You know how it goes, where you'll sometimes put in 'assert(!"blarg");' or somesuch in your code to get irrefutable evidence of what code path is being taken? Rumor has it that a certain reputable database company had to fly a senior engineer, at great expense, out to a German bank to placate them when their database started aborting with the singularly helpful message of "BONER" :)

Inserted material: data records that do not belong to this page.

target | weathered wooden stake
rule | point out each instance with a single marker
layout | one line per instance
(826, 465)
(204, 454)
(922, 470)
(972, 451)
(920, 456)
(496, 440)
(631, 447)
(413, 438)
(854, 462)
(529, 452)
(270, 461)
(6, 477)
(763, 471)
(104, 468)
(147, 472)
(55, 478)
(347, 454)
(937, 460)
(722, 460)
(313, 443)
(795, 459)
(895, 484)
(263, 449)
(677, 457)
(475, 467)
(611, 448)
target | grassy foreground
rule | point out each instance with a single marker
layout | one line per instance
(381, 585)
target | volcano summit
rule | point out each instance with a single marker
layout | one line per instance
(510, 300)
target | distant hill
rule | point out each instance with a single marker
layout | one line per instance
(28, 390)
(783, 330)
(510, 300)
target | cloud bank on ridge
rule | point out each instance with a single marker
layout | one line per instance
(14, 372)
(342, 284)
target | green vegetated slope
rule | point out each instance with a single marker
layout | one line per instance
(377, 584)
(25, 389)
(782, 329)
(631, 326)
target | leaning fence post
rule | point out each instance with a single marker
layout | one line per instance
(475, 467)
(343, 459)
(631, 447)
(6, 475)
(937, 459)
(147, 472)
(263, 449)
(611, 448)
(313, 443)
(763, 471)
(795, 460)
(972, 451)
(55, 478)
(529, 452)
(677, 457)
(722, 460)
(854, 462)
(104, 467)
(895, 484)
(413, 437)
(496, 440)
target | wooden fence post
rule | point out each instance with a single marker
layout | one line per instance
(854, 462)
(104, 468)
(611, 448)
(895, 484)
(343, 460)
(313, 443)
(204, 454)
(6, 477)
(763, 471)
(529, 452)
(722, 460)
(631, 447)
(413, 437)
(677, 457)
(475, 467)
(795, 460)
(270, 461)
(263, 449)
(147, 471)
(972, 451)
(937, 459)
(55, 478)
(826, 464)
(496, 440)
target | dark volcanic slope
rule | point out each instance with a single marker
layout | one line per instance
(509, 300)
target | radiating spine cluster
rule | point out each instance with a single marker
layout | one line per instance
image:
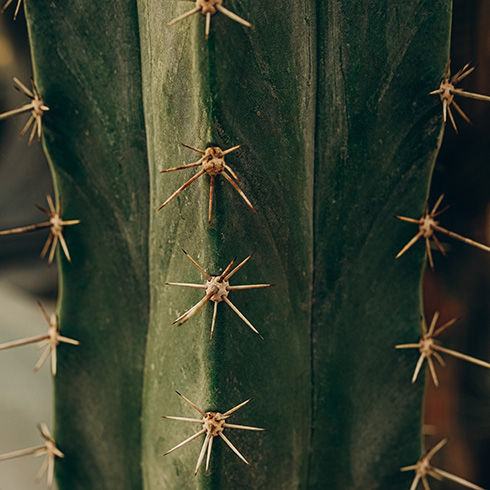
(217, 288)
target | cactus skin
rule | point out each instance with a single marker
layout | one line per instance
(95, 142)
(329, 102)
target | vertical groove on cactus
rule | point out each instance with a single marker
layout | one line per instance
(330, 103)
(86, 62)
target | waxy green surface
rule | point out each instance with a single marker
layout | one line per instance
(329, 102)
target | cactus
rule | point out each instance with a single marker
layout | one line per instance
(330, 106)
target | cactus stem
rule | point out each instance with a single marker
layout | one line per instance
(214, 425)
(50, 340)
(49, 449)
(428, 348)
(213, 163)
(447, 91)
(217, 289)
(55, 224)
(427, 226)
(16, 8)
(208, 8)
(36, 107)
(423, 468)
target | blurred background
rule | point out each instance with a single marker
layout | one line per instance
(459, 409)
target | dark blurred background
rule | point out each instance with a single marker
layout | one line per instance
(460, 287)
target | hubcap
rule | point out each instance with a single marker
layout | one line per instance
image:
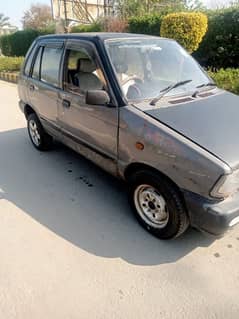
(151, 206)
(33, 130)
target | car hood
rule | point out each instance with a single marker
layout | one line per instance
(212, 123)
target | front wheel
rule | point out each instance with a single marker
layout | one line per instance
(158, 205)
(40, 139)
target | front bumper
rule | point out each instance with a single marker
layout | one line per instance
(210, 216)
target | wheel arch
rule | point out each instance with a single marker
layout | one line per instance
(137, 166)
(28, 109)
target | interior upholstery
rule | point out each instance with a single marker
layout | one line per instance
(85, 78)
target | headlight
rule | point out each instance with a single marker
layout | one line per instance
(226, 186)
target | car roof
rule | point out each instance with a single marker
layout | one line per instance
(96, 36)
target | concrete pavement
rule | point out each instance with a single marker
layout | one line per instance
(70, 248)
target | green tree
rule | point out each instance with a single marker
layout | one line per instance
(37, 17)
(4, 21)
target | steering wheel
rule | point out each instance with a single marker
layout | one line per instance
(134, 78)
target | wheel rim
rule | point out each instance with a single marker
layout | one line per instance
(34, 133)
(151, 206)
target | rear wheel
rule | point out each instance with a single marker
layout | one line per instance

I remember a big "to do" a lonnnnng time ago when I had only been with IBM about a year or so and was working in AIX tech support. For some reason, a customer had decided to do an octal dump of the AIX error report (errpt command). As it turns out, they had a lot of errors from this particular device driver for an ethernet card. When you looked at the error data with octal dump (normally, this is in hex format) the data read like this:
"Knock Knock. Whos there. Pig. Pig who."
Well, the customer first called in about this because they thought that they had a hacker that had compromised their system. So, development got involved trying to figure out where this message was comming from. As it turns out, it was not a hacker at all. Some device driver developer at IBM put that message there on purpose. I guess maybe they thought that no one would ever look at this with octal dump since the AIX error report information is intended to be looked at with the errpt command which formats everything out in a particular way based on the flag options. The customer was also very upset because they had systems all over the world and the message would be offensive in some cultures and they didn't want one of the customers to accidentally run into this message.
Imagine trying to explain that one to the customer. Needless to say, a defect was opened and "fix" delivered quite promptly once they figured out what was going on. I'm not sure if they ever really admitted directly what the problem was but I would imagine that they had to in order to convince the customer that their system had not been hacked.
To this day (about 7 years later)... I can't think of a single instance of someone trying to look at this log with octal dump.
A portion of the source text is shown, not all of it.